Students do best when parents and teachers work together as a team. Classroom teachers are experts in education. But no one knows more about your child than you. The start of a new school year is a good time for establishing open communication patterns with your child’s teacher. Remember, it’s just as important for you to talk with teachers about issues at home that may affect your child’s school performance as it is for teachers to report how students are doing in the classroom.

Here are some suggestions for things to discuss with your child’s teacher, offered by education specialist Emily Graham. (For additional information see her article at SchoolFamily.com)

Things to Discuss

1. Health Conditions: Allergies, diabetes and asthma are things teachers should know about. Also talk about situations like ADHD, which may affect behavior or concentration.

2. Family Issues: Major Changes (such as divorce, death of a family member or a move) are stressful. Alert the teacher to watch for behavior changes, even if your child seems to be doing OK.

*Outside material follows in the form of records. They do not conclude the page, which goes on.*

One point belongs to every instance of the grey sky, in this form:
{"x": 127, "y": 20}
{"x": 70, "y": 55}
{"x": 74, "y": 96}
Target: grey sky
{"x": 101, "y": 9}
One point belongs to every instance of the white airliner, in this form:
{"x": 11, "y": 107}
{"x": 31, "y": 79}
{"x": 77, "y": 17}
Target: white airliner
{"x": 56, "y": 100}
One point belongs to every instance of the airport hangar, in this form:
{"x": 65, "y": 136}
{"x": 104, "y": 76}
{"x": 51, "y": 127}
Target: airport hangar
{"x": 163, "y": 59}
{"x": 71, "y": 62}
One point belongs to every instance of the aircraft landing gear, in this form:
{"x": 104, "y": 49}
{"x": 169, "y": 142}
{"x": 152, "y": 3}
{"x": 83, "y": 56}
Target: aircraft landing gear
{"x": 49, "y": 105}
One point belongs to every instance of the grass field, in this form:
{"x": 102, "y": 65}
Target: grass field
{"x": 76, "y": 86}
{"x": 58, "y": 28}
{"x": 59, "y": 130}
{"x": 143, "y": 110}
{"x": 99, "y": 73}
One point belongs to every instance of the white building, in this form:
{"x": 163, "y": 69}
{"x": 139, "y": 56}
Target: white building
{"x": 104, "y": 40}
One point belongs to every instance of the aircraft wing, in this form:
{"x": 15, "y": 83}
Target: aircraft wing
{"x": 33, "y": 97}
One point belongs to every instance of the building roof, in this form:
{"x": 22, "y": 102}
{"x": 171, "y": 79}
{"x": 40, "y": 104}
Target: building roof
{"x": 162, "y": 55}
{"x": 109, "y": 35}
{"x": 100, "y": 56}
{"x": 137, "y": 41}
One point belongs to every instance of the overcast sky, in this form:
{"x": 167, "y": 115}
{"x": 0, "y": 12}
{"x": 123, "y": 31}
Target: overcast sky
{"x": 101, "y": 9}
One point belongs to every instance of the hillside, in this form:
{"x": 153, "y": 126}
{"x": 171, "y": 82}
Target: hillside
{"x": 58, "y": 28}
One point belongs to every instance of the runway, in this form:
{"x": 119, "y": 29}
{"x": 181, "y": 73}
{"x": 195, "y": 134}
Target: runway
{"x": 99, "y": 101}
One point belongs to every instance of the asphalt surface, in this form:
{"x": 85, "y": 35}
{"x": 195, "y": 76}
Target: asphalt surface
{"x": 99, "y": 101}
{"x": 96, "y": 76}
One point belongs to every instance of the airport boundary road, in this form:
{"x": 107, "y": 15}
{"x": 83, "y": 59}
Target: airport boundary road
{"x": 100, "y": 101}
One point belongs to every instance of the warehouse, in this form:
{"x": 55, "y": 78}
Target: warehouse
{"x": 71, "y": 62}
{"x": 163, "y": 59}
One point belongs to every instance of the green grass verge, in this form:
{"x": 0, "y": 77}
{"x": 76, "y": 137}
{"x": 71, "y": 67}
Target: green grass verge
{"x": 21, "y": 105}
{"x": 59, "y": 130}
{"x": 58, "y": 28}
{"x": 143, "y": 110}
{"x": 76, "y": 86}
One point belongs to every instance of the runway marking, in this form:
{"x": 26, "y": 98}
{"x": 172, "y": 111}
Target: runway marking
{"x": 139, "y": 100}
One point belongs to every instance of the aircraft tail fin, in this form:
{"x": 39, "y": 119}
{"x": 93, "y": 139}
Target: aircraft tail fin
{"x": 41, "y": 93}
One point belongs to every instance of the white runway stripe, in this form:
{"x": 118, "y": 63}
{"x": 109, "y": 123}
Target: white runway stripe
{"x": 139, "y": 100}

3. Personality Traits and Special Interests: If your child is unusually shy or prone to throwing tantrums it’s best to make teachers aware of these issues before they become a classroom problem. Also, if teachers know about students’ hobbies and interests they can forge a connection more quickly.

4. Learning Styles: You’ve spent years teaching your child—from potty training to tying shoes to riding a bike. You have a good idea of your child’s learning style. Share strategies that work well for your child.

5. Strengths and Weaknesses: Maybe your daughter is a whiz at solving math problems but is embarrassed to read aloud. Or your son loves to study history but struggles with science lessons. If you talk about these things up front, teachers will have more time to help your child improve in the areas needed most.

Sharing this type of information with teachers will help them better understand your child’s needs and lay the groundwork for a cooperative relationship throughout the coming school year.